Bandit Learning is a type of machine learning algorithm based on the multi-armed bandit problem, where an agent must choose among different options to maximize reward with limited information. At NECLA, this technique can be used to optimize dynamic decision-making in uncertain environments like energy markets, sensor scheduling, or distributed resource allocation. Bandit learning balances exploration (trying new strategies) and exploitation (using known best strategies) to adaptively improve performance in real-time systems.

Posts

Decentralized Transactive Energy Auctions with Bandit Learning

The power systems worldwide have been embracing the rapid growth of distributed energy resources. Commonly, distributed energy resources exist in the distribution level, such as electric vehicles, rooftop photovoltaic panels, and home battery systems, which cannot be controlled by a centralized entity like a utility. However, a large number of distributed energy resources have potential to reshape the power generation landscape when the owners (prosumers) are allowed to send electricity back to the grids.
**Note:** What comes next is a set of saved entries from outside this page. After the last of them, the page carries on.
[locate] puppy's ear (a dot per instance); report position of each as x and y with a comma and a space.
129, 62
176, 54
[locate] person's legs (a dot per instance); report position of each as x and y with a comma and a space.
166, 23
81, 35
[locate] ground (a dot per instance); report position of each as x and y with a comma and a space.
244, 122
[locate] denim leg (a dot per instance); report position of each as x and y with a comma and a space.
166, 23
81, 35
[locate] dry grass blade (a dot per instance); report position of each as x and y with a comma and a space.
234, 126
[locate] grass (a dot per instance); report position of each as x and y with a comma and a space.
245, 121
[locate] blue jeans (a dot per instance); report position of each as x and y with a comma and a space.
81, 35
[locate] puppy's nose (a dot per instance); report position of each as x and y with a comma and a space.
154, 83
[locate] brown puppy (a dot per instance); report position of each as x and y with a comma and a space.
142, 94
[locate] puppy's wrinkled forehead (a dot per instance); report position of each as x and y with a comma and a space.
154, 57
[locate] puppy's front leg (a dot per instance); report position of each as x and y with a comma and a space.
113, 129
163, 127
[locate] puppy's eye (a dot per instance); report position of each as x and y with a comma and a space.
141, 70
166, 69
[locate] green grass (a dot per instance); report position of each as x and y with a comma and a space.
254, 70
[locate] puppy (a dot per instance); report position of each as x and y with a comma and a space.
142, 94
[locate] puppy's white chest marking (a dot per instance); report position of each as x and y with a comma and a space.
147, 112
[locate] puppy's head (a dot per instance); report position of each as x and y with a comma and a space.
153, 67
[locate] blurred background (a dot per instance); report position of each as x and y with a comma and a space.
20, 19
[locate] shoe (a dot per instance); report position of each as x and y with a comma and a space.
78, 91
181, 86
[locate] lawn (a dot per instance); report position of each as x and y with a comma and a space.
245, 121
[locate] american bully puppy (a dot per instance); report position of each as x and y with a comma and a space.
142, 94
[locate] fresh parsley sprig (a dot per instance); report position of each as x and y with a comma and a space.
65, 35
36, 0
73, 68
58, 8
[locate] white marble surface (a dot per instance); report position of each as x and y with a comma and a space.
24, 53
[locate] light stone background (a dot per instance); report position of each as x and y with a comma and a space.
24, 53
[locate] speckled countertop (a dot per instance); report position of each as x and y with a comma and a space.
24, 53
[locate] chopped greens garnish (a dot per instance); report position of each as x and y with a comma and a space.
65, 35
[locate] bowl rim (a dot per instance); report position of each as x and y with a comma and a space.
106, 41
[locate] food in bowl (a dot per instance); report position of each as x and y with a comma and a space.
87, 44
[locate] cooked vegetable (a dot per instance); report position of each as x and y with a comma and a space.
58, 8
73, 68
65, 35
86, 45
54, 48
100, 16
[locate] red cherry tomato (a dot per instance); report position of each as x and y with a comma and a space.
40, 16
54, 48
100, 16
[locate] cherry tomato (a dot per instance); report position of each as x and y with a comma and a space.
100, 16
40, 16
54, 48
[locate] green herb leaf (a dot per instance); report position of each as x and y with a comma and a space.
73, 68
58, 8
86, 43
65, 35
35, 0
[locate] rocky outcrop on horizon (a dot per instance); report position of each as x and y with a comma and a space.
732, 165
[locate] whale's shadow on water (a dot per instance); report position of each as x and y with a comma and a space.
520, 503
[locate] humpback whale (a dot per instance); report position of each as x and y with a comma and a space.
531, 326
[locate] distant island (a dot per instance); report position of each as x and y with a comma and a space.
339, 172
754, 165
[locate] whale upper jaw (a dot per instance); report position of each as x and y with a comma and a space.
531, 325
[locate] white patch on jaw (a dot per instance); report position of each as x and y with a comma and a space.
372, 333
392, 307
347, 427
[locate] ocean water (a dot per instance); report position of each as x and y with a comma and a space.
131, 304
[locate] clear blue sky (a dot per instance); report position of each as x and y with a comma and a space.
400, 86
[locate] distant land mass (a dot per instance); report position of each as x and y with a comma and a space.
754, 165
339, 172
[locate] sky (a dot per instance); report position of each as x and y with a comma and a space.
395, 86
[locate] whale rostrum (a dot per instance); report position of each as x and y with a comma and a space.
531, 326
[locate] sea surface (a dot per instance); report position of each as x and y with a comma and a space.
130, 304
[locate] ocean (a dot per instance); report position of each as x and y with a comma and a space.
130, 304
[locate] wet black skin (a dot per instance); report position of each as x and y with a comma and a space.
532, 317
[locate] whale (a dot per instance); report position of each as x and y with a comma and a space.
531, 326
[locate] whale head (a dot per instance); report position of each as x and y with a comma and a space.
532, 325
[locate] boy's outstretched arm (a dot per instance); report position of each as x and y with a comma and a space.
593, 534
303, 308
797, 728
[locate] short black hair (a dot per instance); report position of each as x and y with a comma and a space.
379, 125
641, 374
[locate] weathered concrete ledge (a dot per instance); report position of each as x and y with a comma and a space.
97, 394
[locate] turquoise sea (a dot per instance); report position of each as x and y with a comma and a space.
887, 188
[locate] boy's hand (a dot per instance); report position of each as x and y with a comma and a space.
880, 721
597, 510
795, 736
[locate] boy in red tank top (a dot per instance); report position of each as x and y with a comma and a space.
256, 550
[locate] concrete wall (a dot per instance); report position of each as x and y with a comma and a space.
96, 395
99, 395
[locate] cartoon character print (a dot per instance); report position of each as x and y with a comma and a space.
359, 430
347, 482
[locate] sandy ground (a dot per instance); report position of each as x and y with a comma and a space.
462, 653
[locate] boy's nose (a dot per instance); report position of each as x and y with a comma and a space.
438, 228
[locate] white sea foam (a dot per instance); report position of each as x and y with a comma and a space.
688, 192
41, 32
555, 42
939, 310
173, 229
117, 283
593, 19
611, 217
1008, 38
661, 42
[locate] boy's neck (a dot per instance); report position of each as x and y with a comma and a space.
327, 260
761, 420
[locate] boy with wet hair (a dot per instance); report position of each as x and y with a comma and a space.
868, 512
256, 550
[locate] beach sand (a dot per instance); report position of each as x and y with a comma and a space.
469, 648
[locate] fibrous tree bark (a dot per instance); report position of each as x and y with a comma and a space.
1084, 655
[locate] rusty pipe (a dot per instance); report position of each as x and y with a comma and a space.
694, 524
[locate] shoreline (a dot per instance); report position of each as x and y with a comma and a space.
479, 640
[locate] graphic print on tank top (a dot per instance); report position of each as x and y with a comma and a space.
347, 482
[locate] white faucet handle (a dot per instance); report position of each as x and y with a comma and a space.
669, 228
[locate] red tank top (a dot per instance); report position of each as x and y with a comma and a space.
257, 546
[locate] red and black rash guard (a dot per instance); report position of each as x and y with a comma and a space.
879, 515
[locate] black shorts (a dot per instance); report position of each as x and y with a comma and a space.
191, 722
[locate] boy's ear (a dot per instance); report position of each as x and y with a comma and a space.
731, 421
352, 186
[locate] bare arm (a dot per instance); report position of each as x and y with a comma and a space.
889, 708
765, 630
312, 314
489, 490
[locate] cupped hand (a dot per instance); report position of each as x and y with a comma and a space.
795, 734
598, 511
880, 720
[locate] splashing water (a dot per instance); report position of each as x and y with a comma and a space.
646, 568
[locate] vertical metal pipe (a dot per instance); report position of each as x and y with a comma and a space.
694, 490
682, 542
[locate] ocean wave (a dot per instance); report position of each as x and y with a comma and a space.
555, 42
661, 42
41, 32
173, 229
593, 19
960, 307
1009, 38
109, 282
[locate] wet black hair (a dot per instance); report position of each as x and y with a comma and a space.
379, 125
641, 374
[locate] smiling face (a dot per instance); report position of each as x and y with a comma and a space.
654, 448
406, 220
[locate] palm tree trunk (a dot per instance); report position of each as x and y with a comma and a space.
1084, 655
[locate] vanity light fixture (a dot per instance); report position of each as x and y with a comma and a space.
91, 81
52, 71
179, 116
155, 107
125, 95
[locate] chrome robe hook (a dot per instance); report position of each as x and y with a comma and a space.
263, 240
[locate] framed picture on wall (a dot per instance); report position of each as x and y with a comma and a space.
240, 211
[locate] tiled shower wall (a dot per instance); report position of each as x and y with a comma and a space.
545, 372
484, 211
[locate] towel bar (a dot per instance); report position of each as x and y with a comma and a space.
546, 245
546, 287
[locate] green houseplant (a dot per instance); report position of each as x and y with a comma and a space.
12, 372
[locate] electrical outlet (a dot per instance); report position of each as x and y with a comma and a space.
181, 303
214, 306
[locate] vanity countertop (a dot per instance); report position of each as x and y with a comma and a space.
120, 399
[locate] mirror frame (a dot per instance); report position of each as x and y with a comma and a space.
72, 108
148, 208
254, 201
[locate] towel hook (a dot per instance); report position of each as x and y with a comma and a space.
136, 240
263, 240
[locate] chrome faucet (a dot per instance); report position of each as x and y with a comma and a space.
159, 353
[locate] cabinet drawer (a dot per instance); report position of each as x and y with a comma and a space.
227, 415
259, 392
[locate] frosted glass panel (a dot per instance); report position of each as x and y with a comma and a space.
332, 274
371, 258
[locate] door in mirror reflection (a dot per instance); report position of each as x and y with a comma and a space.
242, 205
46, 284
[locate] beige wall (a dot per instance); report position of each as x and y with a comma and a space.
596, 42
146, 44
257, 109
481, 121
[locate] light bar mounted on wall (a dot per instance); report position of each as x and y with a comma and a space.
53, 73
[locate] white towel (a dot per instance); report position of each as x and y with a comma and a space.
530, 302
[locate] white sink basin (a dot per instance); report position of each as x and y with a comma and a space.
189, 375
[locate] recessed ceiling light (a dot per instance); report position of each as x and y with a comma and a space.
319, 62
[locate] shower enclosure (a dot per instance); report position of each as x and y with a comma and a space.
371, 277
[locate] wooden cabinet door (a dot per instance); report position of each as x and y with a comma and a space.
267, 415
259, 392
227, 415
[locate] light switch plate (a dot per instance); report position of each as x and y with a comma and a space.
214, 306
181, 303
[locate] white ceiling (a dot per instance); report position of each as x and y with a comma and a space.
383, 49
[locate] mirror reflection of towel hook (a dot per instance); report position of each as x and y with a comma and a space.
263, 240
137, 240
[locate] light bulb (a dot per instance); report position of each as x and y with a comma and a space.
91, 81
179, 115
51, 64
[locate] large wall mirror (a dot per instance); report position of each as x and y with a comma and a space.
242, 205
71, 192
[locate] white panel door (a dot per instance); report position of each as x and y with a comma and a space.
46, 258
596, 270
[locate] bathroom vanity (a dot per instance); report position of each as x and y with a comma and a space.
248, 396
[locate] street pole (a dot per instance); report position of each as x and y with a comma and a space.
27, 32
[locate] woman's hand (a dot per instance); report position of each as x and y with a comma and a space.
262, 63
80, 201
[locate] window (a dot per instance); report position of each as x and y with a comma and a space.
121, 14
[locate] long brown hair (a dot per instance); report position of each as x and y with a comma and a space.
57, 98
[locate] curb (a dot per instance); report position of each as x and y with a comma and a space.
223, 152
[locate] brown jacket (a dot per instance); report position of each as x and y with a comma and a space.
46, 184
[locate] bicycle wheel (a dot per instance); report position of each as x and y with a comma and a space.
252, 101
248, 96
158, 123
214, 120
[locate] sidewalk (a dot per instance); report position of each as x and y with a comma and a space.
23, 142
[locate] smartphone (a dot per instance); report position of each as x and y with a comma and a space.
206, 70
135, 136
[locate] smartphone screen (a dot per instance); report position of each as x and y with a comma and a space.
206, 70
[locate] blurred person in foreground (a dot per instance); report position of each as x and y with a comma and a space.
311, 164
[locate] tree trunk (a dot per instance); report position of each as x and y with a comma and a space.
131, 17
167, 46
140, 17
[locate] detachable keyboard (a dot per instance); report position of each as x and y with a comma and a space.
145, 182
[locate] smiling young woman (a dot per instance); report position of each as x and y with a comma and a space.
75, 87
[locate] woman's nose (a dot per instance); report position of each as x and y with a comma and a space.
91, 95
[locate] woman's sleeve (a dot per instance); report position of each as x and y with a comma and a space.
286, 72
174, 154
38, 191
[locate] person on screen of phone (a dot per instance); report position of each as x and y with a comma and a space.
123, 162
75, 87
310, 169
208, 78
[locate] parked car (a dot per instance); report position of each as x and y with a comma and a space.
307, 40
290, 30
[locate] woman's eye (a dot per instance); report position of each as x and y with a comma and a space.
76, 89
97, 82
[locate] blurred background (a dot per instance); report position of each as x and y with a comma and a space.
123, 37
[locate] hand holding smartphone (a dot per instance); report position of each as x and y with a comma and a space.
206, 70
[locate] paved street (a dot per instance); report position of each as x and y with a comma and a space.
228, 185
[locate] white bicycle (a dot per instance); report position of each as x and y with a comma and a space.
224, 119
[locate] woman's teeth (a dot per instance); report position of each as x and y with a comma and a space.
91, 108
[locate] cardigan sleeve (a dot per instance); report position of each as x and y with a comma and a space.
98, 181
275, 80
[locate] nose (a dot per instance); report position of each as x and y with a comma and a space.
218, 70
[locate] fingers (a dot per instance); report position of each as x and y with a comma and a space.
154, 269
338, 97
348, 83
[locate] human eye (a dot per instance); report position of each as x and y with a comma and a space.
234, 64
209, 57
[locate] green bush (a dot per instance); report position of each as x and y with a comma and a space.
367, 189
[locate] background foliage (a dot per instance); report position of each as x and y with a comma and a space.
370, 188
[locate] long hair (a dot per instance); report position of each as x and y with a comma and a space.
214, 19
Transactive energy paradigms are emerging for orchestrating the coordination of prosumers and consumers by enabling the exchange of energy among them. In this paper, we propose a transactive energy auction framework based on blockchain technology for creating trustworthy and transparent transactive environments in distribution networks, which does not rely on a centralized entity to clear transactions. Moreover, we propose intelligent decentralized decision-making strategies by bandit learning for market participants to locally decide their energy prices in auctions. The bandit learning approach can provide market participants with more benefits under the blockchain framework than trading energy with the centralized entity, which is further supported by the preliminary simulated results conducted over our blockchain-based platform.